Jonathan Freedland's claim that the Olympic success marks the end of British decline, seems almost the opposite of the truth. North sea oil is running out, the financial services sector is in crisis, the armed forces can no longer project power; on most of the conventional indicators decline looks set to accelerate. But we have found a story about ourselves that suits our reduced circumstances. An inventive people, comfortable in their own skins, who can throw a good party. The British are the new Irish.

Stephen Gash

England is the only country in Olympics history to host the games without the name of the host country ever being said in the media. This would never happen if the Olympics were held in Scotland or Wales (at English expense). "Scotland" or "Wales" would be emblazoned across the front pages on repeated ad nauseum on broadcast media.

Similarly no English Olympian was actually called "English". The words "English" and "England" were studiously avoided by every single British media outlet. This may be seen where gold medals were won by a team comprising both English and Scottish competitors. For example, Kath Grainger and Anna Watkins and Chris Hoy and Jason Kenny. Gringer and Hoy were Scot Scot Scot Scottity Scottity Scot Scot Scot, whereas Watkins and Kenny were never called English.

The England-hating British mainstream parties, contemptibly called the LibLabCON by self-respecting English people are hellbent on regionalising England in order to erase our country altogether. The similarly England-hating British media are complicit is expunging England, so regionalised English medals, most notably with Yorkshire.

Many English people want to see the end of the UK and these Anglophobic Olympics have increased our determination. We hope Team GB dies and is replaced by Team England. However, in the wake of these blasted games we fully expect to see Sport England, England Hockey, England Athletics and other England sporting organisations to go the way of England Cycling, being replaced by UK equivalents while Scottish and Welsh organisations continue with the double-funding they and their countries enjoy.

BTW Scotland has once again been bribed with Scottish company First Group being awarded the West Coast Rail franchise over Virgin. Just like the Green Investment Bank was located in Scotland to reward Scottish bank-busting failure, as a bribe to keep Scotland in the Union.

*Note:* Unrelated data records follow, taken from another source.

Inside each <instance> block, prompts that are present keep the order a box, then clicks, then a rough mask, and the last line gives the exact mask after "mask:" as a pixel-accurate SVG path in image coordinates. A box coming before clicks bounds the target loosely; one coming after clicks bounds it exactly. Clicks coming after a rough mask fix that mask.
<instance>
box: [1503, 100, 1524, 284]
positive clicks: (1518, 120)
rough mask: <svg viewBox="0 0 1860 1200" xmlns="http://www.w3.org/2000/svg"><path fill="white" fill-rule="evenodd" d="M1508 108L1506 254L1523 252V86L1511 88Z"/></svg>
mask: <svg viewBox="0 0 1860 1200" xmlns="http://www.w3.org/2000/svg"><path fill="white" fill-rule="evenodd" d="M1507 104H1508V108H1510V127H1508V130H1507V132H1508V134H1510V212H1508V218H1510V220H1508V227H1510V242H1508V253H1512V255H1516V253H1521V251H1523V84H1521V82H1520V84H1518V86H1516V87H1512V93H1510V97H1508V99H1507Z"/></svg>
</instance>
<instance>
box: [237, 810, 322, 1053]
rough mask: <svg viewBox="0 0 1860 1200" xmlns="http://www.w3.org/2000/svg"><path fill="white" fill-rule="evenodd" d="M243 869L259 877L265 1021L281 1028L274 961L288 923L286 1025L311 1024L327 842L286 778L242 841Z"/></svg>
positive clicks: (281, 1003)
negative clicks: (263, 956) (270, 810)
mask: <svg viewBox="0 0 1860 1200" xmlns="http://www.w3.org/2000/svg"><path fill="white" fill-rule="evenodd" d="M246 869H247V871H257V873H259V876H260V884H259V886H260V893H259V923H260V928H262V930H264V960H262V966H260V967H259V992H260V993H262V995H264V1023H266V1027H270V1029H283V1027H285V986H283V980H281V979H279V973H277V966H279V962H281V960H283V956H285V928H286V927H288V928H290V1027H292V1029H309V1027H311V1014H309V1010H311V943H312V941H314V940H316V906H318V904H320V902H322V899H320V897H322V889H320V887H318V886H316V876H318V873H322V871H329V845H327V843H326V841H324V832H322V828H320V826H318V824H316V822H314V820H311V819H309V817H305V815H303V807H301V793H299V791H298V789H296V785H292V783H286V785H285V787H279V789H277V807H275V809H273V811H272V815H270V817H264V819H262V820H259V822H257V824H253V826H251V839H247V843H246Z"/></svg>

Screw the UK and long live England.

Joe

Great Britain was not the host country of the Olympics. London was the host city. Yet there was still plenty of talk about where on the medal table Yorkshire would appear. I never saw that in Wales.

ade

Nice Blog!

Malcolm Rasala

Delusional tosh. Delusional tribal polictical nonsense. Of course the government and their media friends are pushing this. They are doing so partly as a cover to hide their disasterous economic policies. It is an age old political tactic. When politicians are messing up divert attention away to another factor. Create a war. Balloon out of all proportion a small success story. And of course it is what their tribal political friends running the tabloid press do. But before we all fall for this hyperbole lets see what the thinking is in say January 2013. I bet all this 'proud to be English/British' nationalism spouted by the likes of David Goodhart will have evaporated to near zilch. Were these not the people who told us for example the royal wedding would boost retail sales. Did it? No. The Jubilee weekend. No again. The Olympics. No again. Three times the cock crowed. So treat their utterings with the scepticism they deserve. After all these are also the people who told us austerity was an economic policy that would right the British economy. Has it? Folks Mr Goodhart and his buddies live in a parallel universe. It must be fun. But it is not the reality of the vast majority in this country; just the idle and semi idle rich.

gowri

Well, "nice" way of provoking one's thought!!

DAVID VINTER

A bit like a modern football club, find a publicity crazy multi millionaire, buy the worlds' best players. And hey ho our city wins everything, followed by a group of beer swilling overspending goons!